The Environmental Protection Authority’s hearings on a seabed mining application have “gone off the rails”, says Kiwis Against Seabed Mining (KASM).
KASM chairperson Phil McCabe says the EPA has requested a wide range of new information from Trans Tasman Resources Ltd, the company applying to mine the seabed of the South Taranaki Bight, after accepting its original application as complete.
Greenpeace, Forest and Bird and Ngāti Ruanui all support KASM’s view.
“This hearing has seriously gone off the rails,” say the groups, who are considering applying for a judicial review of the process or making an appeal.
“It is demonstrably clear… that the [EPA] has embarked on an exercise of completing and, in effect, proving the Applicant’s case. This is an unlawful exercise of power (that) also significantly prejudices submitters in opposition to the application.
“After accepting the original application as ‘complete’, and after evidence from submitters, the caucusing of a wide range of experts and recalling experts to give further evidence, the EPA has now turned around and asked the company for a whole lot of new information,” says Phil.
“We knew this information was missing and told the EPA back in September – it was one of the main reasons the EPA refused the company consent for its first application in 2014. Yet the EPA went ahead and accepted this deficient application – and are now requesting detail they should have asked for seven months ago.”
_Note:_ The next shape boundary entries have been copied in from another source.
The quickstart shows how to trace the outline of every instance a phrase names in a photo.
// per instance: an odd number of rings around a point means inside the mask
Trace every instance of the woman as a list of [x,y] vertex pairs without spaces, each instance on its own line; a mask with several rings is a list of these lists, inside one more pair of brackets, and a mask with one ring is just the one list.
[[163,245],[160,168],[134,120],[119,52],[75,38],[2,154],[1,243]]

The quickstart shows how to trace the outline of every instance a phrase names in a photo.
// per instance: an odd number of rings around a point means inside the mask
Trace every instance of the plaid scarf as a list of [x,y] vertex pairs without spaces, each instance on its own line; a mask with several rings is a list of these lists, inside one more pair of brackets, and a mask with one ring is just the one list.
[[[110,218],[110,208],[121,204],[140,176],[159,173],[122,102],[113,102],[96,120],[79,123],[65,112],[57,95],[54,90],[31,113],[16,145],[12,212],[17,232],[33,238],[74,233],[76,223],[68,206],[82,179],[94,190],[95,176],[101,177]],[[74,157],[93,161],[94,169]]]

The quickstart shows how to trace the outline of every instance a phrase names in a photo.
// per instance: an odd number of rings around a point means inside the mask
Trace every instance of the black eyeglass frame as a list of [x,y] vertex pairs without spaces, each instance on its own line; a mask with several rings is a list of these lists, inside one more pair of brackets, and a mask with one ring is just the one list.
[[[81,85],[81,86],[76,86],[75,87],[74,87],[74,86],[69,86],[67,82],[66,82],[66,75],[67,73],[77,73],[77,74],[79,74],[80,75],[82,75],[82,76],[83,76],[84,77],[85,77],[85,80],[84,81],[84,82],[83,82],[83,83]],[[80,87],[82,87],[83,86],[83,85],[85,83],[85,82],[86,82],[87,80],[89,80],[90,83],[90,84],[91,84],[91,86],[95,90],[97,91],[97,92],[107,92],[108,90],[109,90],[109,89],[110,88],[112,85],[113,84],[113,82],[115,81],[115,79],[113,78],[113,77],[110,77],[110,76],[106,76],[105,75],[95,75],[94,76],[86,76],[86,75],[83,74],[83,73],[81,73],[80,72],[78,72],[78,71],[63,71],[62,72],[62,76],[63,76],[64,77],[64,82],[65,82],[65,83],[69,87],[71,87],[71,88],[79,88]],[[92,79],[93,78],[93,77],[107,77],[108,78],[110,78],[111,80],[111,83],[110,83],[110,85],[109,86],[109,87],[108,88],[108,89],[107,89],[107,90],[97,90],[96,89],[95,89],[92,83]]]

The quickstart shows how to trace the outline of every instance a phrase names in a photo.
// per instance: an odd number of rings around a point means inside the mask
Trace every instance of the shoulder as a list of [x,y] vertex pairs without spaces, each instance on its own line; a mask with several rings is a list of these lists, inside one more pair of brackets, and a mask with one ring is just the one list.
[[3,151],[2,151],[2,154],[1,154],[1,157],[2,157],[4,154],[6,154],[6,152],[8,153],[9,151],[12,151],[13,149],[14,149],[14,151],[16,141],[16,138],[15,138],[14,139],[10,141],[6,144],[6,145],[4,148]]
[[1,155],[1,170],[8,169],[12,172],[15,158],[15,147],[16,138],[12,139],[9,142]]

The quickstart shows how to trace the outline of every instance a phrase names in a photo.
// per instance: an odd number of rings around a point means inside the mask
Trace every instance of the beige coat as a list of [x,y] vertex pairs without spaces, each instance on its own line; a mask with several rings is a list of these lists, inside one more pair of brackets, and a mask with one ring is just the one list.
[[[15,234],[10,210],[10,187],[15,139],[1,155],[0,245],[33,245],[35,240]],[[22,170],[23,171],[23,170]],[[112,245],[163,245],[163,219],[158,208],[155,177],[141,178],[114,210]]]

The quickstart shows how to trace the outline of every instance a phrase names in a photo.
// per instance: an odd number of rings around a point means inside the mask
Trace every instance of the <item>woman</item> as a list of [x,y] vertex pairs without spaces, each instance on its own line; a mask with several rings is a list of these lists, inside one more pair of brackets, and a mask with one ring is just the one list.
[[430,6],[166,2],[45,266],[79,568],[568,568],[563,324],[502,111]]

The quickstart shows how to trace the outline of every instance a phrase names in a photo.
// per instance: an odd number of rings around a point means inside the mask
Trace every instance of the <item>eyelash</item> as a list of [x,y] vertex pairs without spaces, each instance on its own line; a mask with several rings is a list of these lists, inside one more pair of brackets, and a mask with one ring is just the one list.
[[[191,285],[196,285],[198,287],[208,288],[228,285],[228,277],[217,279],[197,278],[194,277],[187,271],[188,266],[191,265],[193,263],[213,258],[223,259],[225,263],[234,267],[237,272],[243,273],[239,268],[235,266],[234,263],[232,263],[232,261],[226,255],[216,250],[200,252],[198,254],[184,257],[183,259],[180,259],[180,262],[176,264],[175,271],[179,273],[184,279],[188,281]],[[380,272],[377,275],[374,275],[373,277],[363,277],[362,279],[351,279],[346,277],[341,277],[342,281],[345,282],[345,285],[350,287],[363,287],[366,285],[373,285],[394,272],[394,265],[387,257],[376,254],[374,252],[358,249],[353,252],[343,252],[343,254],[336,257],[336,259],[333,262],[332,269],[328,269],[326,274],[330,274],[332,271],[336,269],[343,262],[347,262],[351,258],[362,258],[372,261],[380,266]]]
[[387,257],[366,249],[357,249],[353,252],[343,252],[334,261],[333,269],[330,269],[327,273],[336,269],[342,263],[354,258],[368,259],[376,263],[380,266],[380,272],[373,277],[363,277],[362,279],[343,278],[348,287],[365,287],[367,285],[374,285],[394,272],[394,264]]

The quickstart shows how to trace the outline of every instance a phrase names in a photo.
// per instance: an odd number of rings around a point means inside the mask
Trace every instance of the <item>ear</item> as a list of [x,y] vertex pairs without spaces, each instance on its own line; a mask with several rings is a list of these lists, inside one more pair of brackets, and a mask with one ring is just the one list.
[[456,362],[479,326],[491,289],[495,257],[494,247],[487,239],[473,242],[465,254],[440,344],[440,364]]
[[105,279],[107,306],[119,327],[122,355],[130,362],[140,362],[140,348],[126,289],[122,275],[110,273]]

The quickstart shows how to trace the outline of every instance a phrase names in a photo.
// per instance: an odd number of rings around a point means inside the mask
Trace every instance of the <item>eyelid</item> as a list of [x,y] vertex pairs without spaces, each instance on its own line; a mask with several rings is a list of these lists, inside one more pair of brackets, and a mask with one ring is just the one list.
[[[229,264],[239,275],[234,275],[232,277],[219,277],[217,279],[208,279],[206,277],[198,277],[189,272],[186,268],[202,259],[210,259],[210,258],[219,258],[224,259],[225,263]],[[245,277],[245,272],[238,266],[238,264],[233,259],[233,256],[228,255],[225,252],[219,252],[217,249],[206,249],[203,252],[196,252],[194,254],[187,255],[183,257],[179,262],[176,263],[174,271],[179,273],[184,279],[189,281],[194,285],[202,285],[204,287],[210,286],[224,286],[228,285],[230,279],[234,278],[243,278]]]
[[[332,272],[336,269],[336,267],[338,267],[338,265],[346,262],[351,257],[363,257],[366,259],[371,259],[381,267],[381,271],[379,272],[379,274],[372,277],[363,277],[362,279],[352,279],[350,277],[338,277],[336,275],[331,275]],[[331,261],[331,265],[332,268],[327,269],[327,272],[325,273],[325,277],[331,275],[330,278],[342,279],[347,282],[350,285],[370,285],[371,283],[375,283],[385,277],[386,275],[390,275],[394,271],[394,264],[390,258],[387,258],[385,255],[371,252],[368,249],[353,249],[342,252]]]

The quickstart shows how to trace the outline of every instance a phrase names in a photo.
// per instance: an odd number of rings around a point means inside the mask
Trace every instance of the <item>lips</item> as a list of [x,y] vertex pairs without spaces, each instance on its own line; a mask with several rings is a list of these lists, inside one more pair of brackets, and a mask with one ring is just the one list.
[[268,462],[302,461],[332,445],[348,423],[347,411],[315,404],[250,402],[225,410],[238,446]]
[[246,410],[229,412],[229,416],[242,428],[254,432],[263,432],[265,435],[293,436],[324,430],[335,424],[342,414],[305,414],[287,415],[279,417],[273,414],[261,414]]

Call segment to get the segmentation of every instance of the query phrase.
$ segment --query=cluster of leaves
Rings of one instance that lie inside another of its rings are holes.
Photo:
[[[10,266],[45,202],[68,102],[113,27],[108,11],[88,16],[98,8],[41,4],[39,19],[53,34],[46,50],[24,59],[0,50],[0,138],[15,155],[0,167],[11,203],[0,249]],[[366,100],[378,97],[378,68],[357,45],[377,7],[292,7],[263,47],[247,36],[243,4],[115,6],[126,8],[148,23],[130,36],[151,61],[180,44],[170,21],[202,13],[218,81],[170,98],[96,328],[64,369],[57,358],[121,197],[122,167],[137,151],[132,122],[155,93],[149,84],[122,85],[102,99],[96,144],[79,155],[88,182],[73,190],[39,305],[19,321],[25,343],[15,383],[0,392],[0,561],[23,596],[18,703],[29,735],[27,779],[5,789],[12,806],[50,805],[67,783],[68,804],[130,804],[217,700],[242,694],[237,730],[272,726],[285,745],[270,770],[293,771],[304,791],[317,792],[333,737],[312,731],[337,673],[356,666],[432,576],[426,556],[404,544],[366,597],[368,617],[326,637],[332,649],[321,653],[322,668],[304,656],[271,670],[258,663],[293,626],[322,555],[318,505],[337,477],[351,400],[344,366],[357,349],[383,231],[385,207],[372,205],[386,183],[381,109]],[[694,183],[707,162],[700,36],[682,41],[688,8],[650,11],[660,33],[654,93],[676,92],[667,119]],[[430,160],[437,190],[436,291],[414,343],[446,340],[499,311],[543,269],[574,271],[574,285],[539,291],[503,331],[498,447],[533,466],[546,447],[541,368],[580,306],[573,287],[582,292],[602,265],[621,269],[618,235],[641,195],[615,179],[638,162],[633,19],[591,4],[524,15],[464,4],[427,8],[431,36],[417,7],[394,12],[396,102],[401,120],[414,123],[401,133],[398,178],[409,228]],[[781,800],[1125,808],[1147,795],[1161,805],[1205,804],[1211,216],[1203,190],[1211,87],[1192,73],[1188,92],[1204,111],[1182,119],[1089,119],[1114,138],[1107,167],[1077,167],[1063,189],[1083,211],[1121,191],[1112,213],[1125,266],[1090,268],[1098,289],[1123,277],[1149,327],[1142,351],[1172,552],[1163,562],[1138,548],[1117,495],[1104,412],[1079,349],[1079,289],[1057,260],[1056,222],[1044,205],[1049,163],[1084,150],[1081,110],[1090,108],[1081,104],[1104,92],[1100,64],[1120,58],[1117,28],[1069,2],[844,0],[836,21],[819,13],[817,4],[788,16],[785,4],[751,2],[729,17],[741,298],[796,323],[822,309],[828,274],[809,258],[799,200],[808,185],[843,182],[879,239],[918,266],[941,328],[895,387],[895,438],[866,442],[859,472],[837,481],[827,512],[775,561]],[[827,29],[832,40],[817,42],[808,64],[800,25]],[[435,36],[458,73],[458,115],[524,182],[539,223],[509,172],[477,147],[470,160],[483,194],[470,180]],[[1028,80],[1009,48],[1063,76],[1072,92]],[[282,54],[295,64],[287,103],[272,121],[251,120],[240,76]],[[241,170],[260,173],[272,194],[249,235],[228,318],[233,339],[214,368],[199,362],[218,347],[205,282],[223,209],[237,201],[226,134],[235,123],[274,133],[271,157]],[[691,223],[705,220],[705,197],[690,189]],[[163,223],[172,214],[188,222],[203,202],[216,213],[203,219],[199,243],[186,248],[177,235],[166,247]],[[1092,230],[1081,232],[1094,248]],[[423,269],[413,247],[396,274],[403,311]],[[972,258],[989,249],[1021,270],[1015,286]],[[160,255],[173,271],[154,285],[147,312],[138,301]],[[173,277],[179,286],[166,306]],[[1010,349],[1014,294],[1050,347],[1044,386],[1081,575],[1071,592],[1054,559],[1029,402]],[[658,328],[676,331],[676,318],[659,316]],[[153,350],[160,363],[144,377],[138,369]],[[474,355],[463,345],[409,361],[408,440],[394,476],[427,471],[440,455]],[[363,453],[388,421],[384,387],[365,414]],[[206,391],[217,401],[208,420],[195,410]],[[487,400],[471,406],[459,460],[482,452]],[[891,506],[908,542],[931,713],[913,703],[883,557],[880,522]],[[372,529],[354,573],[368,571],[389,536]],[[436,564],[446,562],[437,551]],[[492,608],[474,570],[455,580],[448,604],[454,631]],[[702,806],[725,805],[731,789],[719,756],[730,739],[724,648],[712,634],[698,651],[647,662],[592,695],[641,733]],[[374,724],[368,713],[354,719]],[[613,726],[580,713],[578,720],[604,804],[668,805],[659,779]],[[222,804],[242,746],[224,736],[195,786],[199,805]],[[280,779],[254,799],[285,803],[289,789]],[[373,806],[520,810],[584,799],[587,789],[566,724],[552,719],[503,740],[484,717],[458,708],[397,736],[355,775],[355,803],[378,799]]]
Phil says to have a considerable amount of information put on the table at the end of the process means that opportunities for proper public engagement have been lost.
“As a volunteer-run community organisation KASM doesn’t have an open chequebook – this hearing has already cost us tens of thousands of dollars and huge amounts of time.”
The fishing industry and Ngāti Ruanui have also withdrawn from much of the hearing, citing excessive cost burdens.
Phil says the request for more information is the latest in a number of questionable procedural decisions by the EPA. The EPA had allowed the seabed mining company to redact some 190 pages of their application, a move that was subsequently overturned by the Environment Court in November after KASM and Greenpeace objected.